Compramos fruta y brocas para el taladro. Salimos a su antigua casa para saludar a nuestra primera anfitriona y ayudarlo a empacar. Luego voy a buscar el permiso para entrar a Tibet: cinco días para que nos digan si sí o si no. Helena se va a hablar con su abuela. Con trece horas de diferencia de huso horario es bastante complicado no despertarla.

Si Mongolia es el país de la hospitalidad, China lo es de la ley por encima de todo. Esto puede ser aberrante cuando una madre a punto de parir se dirige al hospital del estado para una revisión y los médicos le matan a su hijo en el vientre con una inyección de veneno y luego le revientan el cráneo con un forceps para sacar a pedazos al cadáver porque descubren que su tarjeta hospitalaria estaba vencida desde hacía tres meses. Nadie debe dejar vencer sus permisos. Nadie debe saltarse las revisiones obligatorias. O puede ser simplemente ridículo, cuando el portero no te deja subir al departamento porque la regla dice que debes tener tres llaves y sólo tienes las dos que realmente se usan.

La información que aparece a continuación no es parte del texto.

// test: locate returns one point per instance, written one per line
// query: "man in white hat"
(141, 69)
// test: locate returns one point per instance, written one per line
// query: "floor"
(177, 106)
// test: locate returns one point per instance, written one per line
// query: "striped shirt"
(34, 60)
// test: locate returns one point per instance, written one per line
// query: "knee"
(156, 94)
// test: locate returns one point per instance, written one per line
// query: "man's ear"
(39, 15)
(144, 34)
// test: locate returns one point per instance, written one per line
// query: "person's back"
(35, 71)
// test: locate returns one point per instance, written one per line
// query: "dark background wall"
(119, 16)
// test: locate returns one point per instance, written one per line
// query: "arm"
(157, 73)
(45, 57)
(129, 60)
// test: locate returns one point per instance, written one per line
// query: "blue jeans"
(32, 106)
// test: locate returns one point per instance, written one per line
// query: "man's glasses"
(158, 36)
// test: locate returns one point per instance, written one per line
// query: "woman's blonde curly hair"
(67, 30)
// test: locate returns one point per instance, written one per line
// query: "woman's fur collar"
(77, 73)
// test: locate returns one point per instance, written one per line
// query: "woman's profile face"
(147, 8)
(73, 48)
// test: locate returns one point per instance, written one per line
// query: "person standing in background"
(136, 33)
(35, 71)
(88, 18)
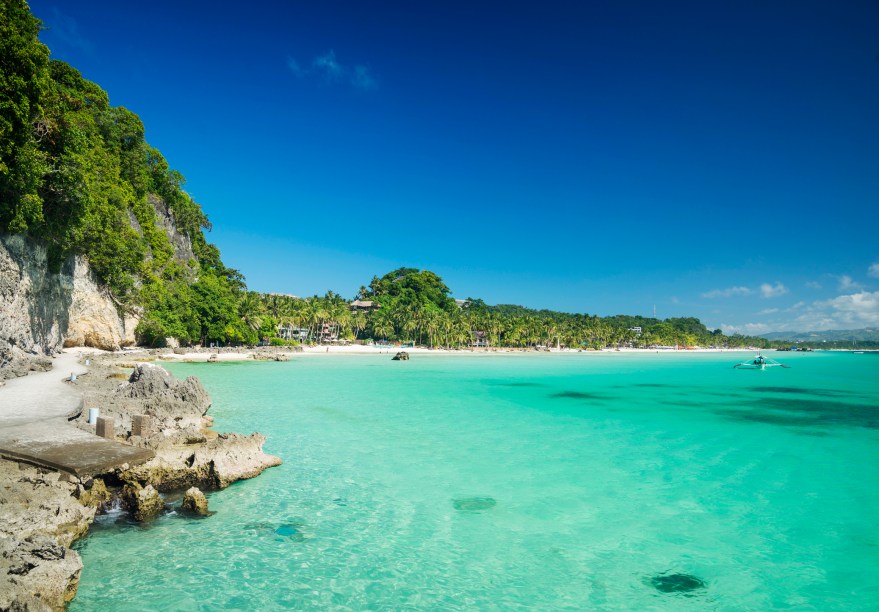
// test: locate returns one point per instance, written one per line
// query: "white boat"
(759, 362)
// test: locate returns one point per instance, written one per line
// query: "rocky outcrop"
(33, 305)
(41, 519)
(181, 243)
(43, 514)
(188, 453)
(208, 463)
(41, 311)
(144, 503)
(94, 318)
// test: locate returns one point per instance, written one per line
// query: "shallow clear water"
(524, 481)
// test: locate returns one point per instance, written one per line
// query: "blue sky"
(714, 159)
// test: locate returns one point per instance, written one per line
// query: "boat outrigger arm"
(760, 363)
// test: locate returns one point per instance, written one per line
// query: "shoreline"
(273, 353)
(45, 510)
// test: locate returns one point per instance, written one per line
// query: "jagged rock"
(41, 518)
(39, 573)
(94, 318)
(213, 465)
(173, 403)
(144, 503)
(195, 502)
(94, 494)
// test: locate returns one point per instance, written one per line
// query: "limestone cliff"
(41, 311)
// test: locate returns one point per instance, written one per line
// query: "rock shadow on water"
(473, 505)
(680, 584)
(291, 530)
(580, 395)
(804, 413)
(805, 391)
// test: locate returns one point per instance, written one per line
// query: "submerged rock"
(676, 583)
(474, 504)
(195, 502)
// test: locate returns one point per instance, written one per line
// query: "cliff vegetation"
(78, 177)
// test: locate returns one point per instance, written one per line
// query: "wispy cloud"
(328, 68)
(851, 311)
(728, 292)
(363, 79)
(771, 291)
(847, 284)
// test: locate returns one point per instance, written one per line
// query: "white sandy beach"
(236, 354)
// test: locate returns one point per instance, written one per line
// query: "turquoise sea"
(547, 481)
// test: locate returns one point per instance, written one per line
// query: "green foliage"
(77, 175)
(24, 78)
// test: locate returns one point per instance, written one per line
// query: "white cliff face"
(42, 311)
(33, 303)
(94, 319)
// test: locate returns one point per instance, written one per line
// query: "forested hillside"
(77, 175)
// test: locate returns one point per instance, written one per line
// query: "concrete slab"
(68, 449)
(34, 426)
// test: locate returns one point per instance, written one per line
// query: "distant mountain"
(869, 334)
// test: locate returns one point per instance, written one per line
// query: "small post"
(141, 425)
(106, 428)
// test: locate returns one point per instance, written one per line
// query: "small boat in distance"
(760, 363)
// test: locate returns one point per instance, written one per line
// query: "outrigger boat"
(760, 363)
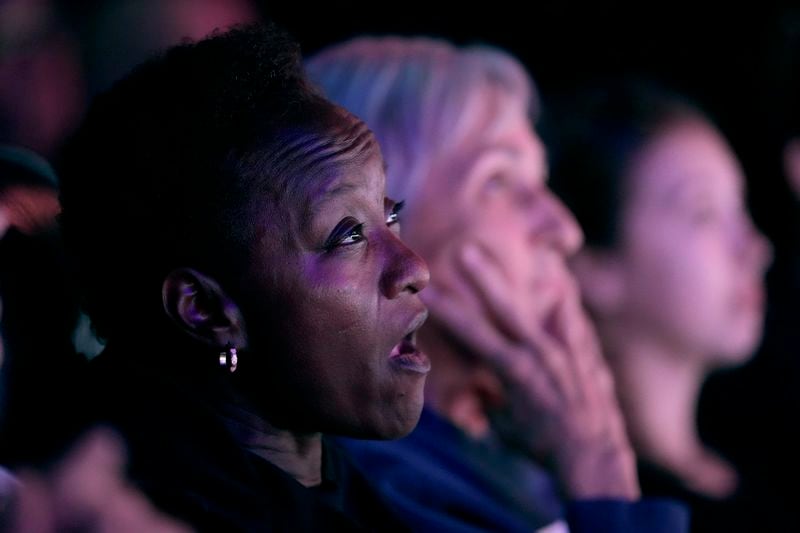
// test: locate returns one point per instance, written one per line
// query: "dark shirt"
(186, 461)
(439, 479)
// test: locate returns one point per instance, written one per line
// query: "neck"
(659, 388)
(297, 454)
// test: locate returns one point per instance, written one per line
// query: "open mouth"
(405, 354)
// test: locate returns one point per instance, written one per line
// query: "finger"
(486, 277)
(515, 365)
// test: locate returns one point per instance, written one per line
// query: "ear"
(601, 277)
(199, 306)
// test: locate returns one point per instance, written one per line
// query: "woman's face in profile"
(692, 259)
(333, 310)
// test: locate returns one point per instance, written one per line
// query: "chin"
(395, 424)
(740, 349)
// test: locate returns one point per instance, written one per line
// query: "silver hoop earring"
(228, 358)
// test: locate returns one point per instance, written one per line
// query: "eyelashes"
(394, 214)
(350, 231)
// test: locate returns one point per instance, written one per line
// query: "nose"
(553, 223)
(761, 249)
(403, 270)
(754, 248)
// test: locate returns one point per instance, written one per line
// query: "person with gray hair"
(518, 380)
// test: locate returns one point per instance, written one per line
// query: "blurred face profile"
(332, 309)
(693, 262)
(491, 191)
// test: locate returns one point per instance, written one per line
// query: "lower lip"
(413, 361)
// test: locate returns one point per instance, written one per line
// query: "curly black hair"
(173, 164)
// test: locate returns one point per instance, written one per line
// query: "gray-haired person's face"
(491, 191)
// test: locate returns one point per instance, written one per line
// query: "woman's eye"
(703, 215)
(353, 235)
(348, 231)
(394, 215)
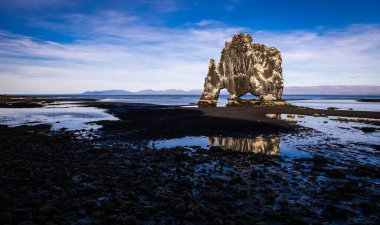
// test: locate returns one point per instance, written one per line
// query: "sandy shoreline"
(54, 177)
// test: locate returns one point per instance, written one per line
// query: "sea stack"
(244, 68)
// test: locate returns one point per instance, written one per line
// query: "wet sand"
(54, 177)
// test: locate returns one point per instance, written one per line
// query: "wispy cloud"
(124, 53)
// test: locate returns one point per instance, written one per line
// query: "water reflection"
(258, 145)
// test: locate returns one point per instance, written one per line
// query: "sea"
(342, 102)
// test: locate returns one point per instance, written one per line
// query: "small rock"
(48, 210)
(5, 218)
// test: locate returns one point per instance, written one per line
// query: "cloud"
(115, 50)
(328, 56)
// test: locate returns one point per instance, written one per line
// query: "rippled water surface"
(58, 115)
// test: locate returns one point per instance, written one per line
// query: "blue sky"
(57, 46)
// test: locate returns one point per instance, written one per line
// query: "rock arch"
(244, 68)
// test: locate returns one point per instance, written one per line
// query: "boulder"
(244, 68)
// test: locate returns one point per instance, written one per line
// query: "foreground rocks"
(244, 68)
(54, 178)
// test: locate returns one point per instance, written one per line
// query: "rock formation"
(244, 68)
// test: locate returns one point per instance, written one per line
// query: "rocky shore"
(54, 177)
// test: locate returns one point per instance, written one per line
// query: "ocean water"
(59, 115)
(343, 102)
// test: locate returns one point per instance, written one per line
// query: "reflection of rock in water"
(259, 145)
(273, 116)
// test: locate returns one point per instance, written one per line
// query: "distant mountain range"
(323, 89)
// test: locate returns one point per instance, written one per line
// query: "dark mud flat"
(55, 178)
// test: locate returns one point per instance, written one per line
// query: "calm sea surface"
(344, 102)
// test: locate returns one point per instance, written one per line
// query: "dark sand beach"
(115, 176)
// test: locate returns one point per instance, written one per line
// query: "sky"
(72, 46)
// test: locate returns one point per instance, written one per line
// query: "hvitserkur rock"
(244, 68)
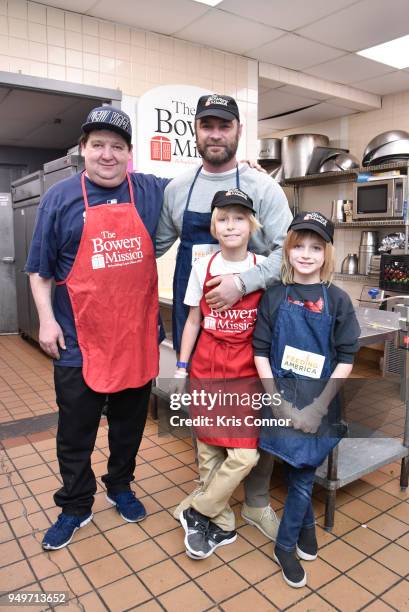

Después de escuchar, los testimonios más horribles acerca de las políticas de natalidad, las aberraciones de un sistema de salud pública que sigue su propio programa de cuotas en términos de control poblacional y esteriliza sin consentimiento a mujeres de la minorías étnicas que supuestamente no tienen límites en su derecho a la maternidad (la política del hijo único sólo concierne a la mayoría han), impone abortos ahí donde considera superada la cuota de nacimientos, multa a las mujeres que se atreven a un segundo embarazo aunque tengan autorización para ello. Después de una tarde de relatos del horror, un portero extremadamente gentil, que me ofreció su silla y su abanico, que intentó sostener una conversación conmigo para que no me aburriera (ya sé que tiene 60 años, una esposa, que viajó a Francia en 2001 y tiene un amigo argentino, ¿qué tal?), me hizo esperar tres horas en la acera llena de mosquitos a que Bernardo y Helena volvieran a casa porque yo sólo podía mostrarle dos de las tres llaves reglamentarias.